"O Come, O Come, Emanuel, and ransom captive Israel..."
It is perhaps the most well-known Advent hymn, one which begins to flood us with the feelings of the coming Christmas season.
But the hymn raises a question. Matthew's Gospel tells us that "Emanuel" means "God is with us" (Mt. 1:23). So in the song we pray, "O come, O come, God who is already with us!" If He is with us, why are we asking Him to come?

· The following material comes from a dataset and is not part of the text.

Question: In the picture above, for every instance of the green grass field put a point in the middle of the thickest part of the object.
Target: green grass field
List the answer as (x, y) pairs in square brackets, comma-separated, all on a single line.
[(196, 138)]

The reason is that when He comes, He changes and transforms us, and because we are free to thwart and slow down that process of change, there is always more changing that we need. God indeed loves us as we are, but He loves us too much to let us remain the way we are. There is more of God that we can receive, more about Him that we can know, more of our old ways that we can cast off, more of the grace of Christ that we can live by. He wants to come to every corner of our world, and transform every aspect of our lives. Though we have received Him before, there are dark corners to which we have not yet invited Him. "O come, O come, God who is with us, come to the places where we have not yet allowed you to transform us. Come and remove the sin we still cling to; come and give us the compassion and virtue we do not yet have!"

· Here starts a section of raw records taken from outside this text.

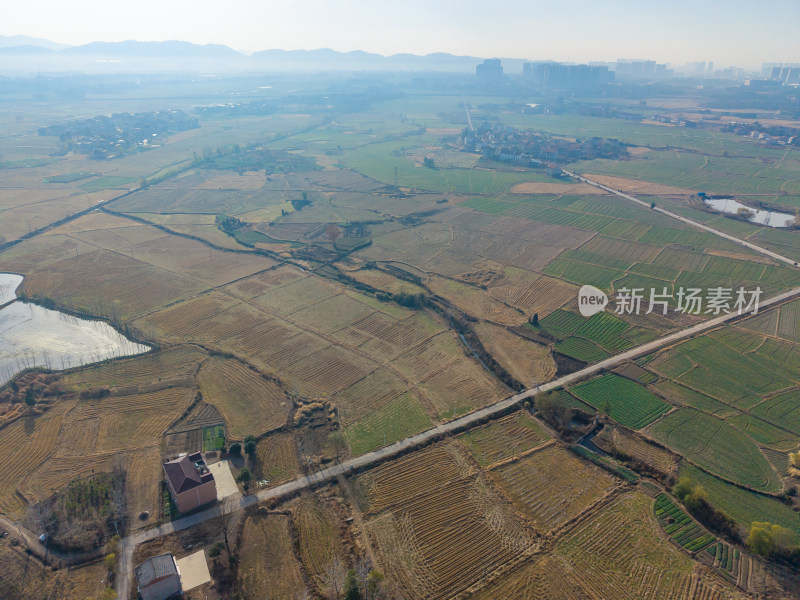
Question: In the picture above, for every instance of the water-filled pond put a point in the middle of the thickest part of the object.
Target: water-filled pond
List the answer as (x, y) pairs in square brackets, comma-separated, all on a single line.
[(34, 336), (761, 217)]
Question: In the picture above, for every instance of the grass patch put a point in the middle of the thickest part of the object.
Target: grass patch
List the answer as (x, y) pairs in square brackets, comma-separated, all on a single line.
[(717, 446), (399, 419), (625, 401)]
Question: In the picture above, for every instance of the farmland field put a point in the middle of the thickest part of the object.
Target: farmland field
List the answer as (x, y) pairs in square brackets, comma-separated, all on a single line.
[(616, 553), (716, 446), (269, 566), (506, 437), (551, 486), (627, 402), (249, 402), (304, 274), (742, 505), (457, 515)]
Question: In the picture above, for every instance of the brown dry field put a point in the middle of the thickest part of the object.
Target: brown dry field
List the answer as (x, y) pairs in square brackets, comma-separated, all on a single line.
[(23, 577), (617, 552), (540, 187), (268, 568), (229, 180), (639, 187), (552, 485), (630, 444), (437, 525), (77, 437), (249, 403), (527, 361), (443, 130)]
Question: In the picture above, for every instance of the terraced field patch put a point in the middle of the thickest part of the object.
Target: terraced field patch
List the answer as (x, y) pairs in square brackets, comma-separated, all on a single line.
[(713, 444), (626, 402)]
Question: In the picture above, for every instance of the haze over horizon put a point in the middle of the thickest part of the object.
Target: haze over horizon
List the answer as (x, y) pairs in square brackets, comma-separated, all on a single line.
[(730, 33)]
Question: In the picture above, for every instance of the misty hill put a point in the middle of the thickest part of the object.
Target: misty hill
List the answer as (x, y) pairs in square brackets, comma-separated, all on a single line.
[(175, 56), (132, 48), (25, 40)]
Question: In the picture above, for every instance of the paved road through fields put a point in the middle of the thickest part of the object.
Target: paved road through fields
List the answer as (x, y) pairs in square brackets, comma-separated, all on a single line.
[(128, 544)]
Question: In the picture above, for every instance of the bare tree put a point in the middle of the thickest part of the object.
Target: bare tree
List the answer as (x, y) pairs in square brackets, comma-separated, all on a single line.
[(119, 497), (338, 442), (363, 568), (302, 595), (333, 575), (333, 232)]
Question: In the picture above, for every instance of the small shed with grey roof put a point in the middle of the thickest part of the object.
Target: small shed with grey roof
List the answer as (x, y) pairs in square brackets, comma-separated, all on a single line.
[(158, 578)]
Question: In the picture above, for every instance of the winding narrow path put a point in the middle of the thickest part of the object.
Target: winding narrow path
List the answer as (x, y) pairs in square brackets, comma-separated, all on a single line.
[(129, 544)]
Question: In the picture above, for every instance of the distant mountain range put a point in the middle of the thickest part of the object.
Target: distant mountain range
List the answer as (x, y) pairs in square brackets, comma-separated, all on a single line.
[(22, 53)]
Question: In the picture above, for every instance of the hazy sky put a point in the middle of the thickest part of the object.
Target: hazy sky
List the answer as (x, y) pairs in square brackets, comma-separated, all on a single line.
[(740, 32)]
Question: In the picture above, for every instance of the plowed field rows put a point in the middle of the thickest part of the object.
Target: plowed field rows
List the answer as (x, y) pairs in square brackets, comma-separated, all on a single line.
[(250, 404), (552, 485)]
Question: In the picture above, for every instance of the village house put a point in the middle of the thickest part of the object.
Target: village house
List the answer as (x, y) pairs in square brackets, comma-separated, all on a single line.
[(158, 578), (189, 481)]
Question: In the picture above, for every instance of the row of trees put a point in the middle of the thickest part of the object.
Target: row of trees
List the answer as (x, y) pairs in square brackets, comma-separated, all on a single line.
[(764, 538)]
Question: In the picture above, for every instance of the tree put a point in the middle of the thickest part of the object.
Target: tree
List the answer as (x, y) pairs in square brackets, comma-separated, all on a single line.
[(554, 412), (216, 550), (351, 591), (30, 397), (696, 499), (767, 539), (683, 488), (244, 477), (333, 232), (333, 574), (363, 569), (110, 561), (374, 585), (337, 442)]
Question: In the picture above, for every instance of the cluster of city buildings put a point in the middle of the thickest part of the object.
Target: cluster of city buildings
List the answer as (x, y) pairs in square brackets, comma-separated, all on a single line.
[(594, 75), (528, 148)]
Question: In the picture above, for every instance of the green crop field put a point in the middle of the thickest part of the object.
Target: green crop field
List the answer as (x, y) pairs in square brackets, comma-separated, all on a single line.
[(561, 322), (742, 505), (396, 420), (717, 446), (213, 438), (605, 329), (105, 182), (782, 409), (581, 349), (627, 402), (679, 526)]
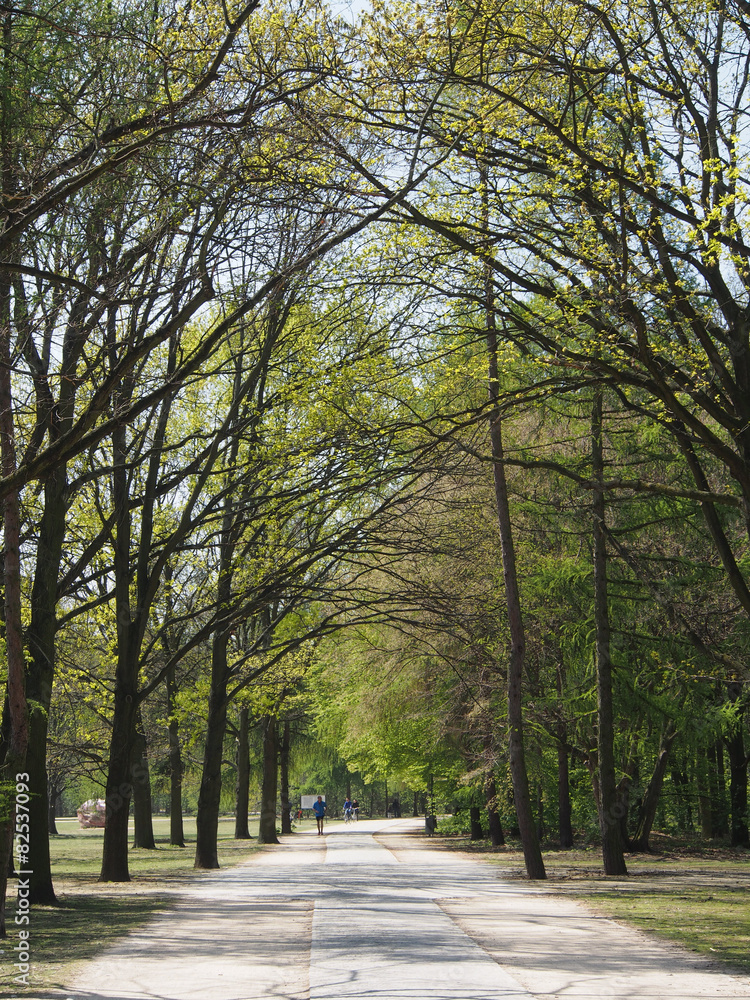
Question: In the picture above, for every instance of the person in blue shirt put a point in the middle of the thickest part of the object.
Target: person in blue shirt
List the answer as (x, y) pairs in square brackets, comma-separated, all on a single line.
[(319, 808)]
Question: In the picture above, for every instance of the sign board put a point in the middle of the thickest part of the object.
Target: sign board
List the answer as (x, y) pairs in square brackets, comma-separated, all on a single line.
[(307, 801)]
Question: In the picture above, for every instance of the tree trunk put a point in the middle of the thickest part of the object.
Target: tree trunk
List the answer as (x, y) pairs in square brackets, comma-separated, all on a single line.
[(286, 816), (704, 790), (40, 638), (13, 772), (564, 810), (522, 798), (176, 828), (242, 801), (209, 797), (52, 798), (610, 812), (475, 823), (493, 816), (119, 788), (719, 810), (143, 826), (647, 813), (737, 775), (267, 833)]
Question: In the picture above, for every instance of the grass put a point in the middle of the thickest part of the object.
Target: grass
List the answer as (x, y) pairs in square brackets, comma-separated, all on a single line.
[(695, 895), (92, 915)]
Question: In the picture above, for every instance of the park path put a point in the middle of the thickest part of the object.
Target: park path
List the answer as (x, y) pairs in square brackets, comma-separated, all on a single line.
[(368, 912)]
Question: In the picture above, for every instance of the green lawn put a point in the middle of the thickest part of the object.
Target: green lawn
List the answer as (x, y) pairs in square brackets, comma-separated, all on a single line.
[(93, 915)]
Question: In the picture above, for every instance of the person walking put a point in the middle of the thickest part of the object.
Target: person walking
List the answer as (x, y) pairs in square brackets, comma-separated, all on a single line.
[(319, 808)]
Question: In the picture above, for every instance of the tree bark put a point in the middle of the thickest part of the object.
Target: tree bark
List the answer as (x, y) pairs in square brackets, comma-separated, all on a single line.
[(640, 840), (610, 812), (242, 802), (267, 832), (209, 797), (54, 793), (18, 737), (475, 823), (522, 798), (493, 816), (143, 826), (40, 638), (738, 761), (719, 810), (286, 816), (176, 828)]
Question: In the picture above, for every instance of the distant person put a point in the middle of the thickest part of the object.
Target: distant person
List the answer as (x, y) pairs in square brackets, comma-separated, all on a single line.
[(319, 808)]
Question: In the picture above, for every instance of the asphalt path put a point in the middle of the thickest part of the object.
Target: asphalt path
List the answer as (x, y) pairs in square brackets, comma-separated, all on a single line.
[(367, 911)]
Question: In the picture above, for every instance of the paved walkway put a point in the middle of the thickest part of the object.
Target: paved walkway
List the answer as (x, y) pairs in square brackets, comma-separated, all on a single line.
[(340, 916)]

There is always more of God to receive. (To have received Him all, one would have to be God.) He comes in manifold ways: through created reality and relationships, through prayer, through suffering, through acts of charity, through Scripture, through the ministers of the Church, through the fellowship of believers, and through the Sacraments. He will come again in glory, on a day we do not know, at the culmination of human history.

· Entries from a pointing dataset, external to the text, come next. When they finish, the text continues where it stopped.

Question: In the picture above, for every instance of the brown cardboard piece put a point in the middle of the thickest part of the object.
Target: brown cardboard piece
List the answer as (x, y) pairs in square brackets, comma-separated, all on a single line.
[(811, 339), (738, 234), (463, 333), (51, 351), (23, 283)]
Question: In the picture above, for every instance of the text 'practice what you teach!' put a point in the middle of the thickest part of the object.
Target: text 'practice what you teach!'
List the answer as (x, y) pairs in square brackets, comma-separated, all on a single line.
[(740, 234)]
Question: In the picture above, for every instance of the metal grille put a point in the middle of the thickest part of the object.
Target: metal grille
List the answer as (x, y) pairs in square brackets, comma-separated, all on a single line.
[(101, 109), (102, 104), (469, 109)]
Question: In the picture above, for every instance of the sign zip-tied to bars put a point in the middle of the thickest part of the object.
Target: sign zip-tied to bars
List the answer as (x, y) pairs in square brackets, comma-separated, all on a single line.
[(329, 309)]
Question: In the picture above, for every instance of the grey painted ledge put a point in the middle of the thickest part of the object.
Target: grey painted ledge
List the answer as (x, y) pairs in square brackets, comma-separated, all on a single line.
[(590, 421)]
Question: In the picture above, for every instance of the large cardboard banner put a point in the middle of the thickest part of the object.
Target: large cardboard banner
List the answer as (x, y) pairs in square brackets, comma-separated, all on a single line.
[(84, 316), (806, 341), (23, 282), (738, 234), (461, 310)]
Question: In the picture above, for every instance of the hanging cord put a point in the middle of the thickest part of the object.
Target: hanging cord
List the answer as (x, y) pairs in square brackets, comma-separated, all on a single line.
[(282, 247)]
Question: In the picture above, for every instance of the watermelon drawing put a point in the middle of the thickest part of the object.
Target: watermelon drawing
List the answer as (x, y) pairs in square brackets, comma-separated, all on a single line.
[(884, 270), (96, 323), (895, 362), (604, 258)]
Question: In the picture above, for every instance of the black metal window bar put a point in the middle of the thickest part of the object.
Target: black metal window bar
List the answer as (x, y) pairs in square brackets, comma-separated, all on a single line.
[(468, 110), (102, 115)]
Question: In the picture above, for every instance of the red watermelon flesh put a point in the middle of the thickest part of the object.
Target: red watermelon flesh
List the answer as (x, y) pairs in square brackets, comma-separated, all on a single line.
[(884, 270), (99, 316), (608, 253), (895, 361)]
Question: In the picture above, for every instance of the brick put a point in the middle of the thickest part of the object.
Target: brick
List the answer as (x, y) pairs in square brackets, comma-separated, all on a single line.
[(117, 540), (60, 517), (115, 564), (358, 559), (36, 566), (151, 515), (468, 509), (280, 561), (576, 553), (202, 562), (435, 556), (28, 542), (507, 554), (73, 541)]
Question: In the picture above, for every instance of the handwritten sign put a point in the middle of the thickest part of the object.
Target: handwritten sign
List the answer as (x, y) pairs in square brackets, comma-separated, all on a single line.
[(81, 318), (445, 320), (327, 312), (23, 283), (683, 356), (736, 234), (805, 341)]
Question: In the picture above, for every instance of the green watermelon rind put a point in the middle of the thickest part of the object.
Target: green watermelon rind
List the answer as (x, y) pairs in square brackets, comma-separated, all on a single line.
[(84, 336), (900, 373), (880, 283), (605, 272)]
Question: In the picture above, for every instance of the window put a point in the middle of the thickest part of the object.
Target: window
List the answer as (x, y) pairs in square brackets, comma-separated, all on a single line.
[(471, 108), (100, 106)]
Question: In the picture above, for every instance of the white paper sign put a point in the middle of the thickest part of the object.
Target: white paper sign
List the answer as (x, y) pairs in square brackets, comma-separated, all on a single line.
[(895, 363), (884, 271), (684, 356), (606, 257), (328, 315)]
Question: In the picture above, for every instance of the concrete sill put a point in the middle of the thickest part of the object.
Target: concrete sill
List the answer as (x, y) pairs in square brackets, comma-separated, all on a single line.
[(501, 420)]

We ask Him to come and "ransom captive Israel." He ransoms us personally, and He ransoms us as a society. Praying for His coming, therefore, does not mean simply waiting and looking forward to it. It means preparing for it, and casting aside the obstacles in the way.
One key way that our society needs to prepare for the coming of the One who saves us is to work steadfastly to save one another, and to remove all oppression of the human person. A glaring need here is to restore protection to unborn children. To claim the right to permit the killing of children by abortion is to cease to acknowledge the dominion of the One who comes. It is to refuse to make room for the justice He comes to bring.
The beautiful hymn "O Holy Night" sums it up in the verse that says, "Truly He taught us to love one another; His law is love and His gospel is peace. Chains shall He break, for the slave is our brother, and in His name all oppression shall cease!"